– Чего ты хочешь? – отодвинув сержанта, выступил вперёд лейтенант, который хоть и был моложе, но зато поджарый, в хорошо пригнанном кителе.
– Мне нужно позвонить одному серьёзному мужчине, директору предприятия, который не обидит. Он приедет, мы поговорим, он вам заплатит, а потом пришлёт к вашим начальникам своего человека. Они договорятся. Я выхожу работать. О телефонном разговоре никто ничего не знает. Все остаются при своих интересах. Всё.
– Иди звони, – разрешил лейтенант, – только без фокусов.
– Иду, – отступая от решёток, сказал Санька, – только блокнот мне дайте. Я номер телефона забыл. Сержант грязно выругался и пошёл, бренча связкой ключей, к металлическим шкафчикам с номерами. Вскоре он принёс коричневый блокнот и, на всякий случай, ручку. Саньке опять защёлкнули на запястьях наручники и повели его внутрь дежурки, где на столах стояло сразу несколько телефонов. Лейтенант показал ему на старый дисковый аппарат, сказал почти вежливо:
– Ты садись, набирай номер и договаривайся. Если что понадобится – спрашивай. Я – рядом. «Ну, вот и славненько, – подумал Санька, – этот, наверное, сразу после армии и школы милиции, полностью ссучиться ещё не успел.
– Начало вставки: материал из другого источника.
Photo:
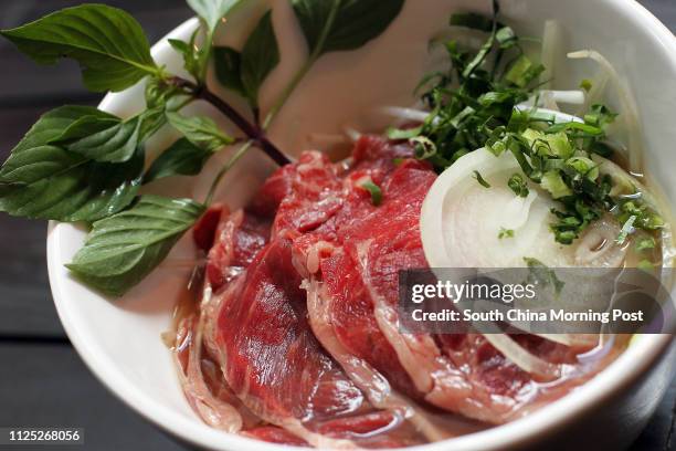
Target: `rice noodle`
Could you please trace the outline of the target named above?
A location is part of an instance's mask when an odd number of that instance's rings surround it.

А сержант уже конченый отморозок: такие только жрут и испражняются». Он быстро открыл номера на букву «Т», где последним значился телефонный номер Тарасова Алексея Тарасовича. Диск вращался неровно, выписывая, как велосипедное колесо, крутые восьмёрки. Наконец, трубка ответила частыми гудками: кто-то разговаривал. Санька нажал на рычажок, и, немного переждав, вновь стал накручивать диск. Соединили его лишь после пятой попытки.
– У аппарата! – явно шуткуя, ответил Лёха.
– Алексей! – стараясь держаться как можно спокойней, проговорил Санька. – Это Смыков, друг Димы Быкова. У меня мало времени, пускаться в подробные объяснения некогда. Сегодня ночью Дима из общаги исчез, и мне пришлось сообщать об этом в милицию. Прибыл наряд, обыскали нашу комнату, и вот я здесь, в приёмнике Васильостровского РОВД. За что, я не знаю. Кстати, Быка у тебя?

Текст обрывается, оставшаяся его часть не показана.